Republican presidential front-runner Mitt Romney has cruised to victory in the Nevada caucuses, notching a second straight triumph over a field of rivals suddenly struggling to keep pace.
The caucuses drew little attention in the nominating campaign, but Nevada figures to be a fierce battleground in November between the winner of the Republican nomination and Democrat president Barack Obama. The state's unemployment rate was measured at 12.6% in December, the worst in the US.
Mr Romney unleashed a sharp attack on Mr Obama, whose economic policies he said have "made these tough times last longer".
"President Obama seems to believe America's role as leader in the world is a thing of the past.

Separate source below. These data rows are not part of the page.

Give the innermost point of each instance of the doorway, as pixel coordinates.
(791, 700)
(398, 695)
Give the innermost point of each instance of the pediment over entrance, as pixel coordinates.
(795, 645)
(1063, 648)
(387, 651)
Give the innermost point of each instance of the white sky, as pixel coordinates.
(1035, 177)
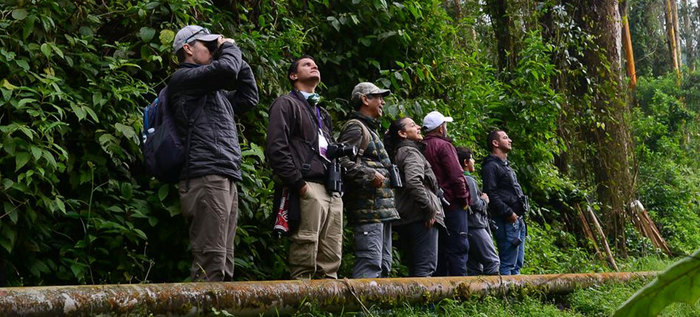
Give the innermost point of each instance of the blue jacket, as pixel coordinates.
(214, 148)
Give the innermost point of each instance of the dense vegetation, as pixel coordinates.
(77, 206)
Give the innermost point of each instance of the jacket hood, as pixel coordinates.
(492, 157)
(370, 122)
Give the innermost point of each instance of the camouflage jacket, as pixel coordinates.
(365, 203)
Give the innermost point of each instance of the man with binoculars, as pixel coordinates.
(369, 197)
(508, 203)
(211, 85)
(299, 138)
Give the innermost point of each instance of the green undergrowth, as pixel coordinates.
(592, 301)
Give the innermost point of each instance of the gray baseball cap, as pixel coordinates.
(367, 88)
(192, 33)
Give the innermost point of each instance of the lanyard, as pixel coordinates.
(318, 118)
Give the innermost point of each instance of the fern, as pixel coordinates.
(679, 283)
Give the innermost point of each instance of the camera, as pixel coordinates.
(339, 150)
(334, 179)
(525, 202)
(395, 176)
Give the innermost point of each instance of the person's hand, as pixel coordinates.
(303, 190)
(485, 197)
(222, 39)
(378, 180)
(513, 218)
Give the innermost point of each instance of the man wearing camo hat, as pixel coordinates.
(212, 84)
(369, 198)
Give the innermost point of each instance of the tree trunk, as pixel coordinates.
(688, 35)
(676, 33)
(627, 41)
(672, 39)
(612, 141)
(502, 27)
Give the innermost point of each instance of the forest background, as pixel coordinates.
(79, 208)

I believe the 21st century will be and must be an American century," he said to cheers from his backers.
Mr Romney, the former Massachusetts governor, held a double-digit lead over his nearest pursuer as the totals mounted in a state where fellow Mormons accounted for roughly a quarter of all caucus-goers.
Former House of Representatives speaker Newt Gingrich and Texas Rep Ron Paul vied for a distant second. Former Pennsylvania senator Rick Santorum trailed the field. Returns from 14 of 17 counties showed Mr Romney with 42% support, Mr Gingrich with 25%, Mr Paul with 20% and Mr Santorum with 13%.

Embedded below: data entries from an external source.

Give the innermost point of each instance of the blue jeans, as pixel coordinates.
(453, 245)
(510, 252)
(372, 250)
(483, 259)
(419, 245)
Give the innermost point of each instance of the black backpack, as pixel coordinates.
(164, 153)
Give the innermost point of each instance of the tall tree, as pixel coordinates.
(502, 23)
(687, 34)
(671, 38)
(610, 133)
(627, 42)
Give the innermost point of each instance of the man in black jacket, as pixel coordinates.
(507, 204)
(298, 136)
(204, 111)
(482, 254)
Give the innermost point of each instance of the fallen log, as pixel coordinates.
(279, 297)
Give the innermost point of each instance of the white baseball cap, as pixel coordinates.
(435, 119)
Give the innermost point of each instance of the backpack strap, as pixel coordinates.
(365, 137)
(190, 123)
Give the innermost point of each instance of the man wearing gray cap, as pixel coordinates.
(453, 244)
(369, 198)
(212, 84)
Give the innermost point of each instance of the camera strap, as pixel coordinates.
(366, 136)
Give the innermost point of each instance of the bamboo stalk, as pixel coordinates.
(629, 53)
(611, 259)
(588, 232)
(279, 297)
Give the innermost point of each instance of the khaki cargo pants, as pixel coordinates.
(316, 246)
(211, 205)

Mr Romney's victory capped a week that began with his double-digit win in the Florida primary. That contest was as intense as Nevada's caucuses were sedate - so quiet that they produced little television advertising, no candidate debates and only a modest investment of time by the contenders.
According to the AP count, Mr Romney began the day with 87 of the 1,144 delegates needed to win the Republican nomination. Mr Gingrich had 26, Mr Santorum 14 and Mr Paul four.
A total of 28 delegates were at stake in the state-by-state race to lock up the 1,144 needed to secure the Republican nomination.
From Nevada, the calendar turns to caucuses in Minnesota and Colorado and a non-binding primary in Missouri on Tuesday. Maine caucuses end next Saturday, and the next seriously-contested states are expected to be primaries in Michigan and Arizona on February 28.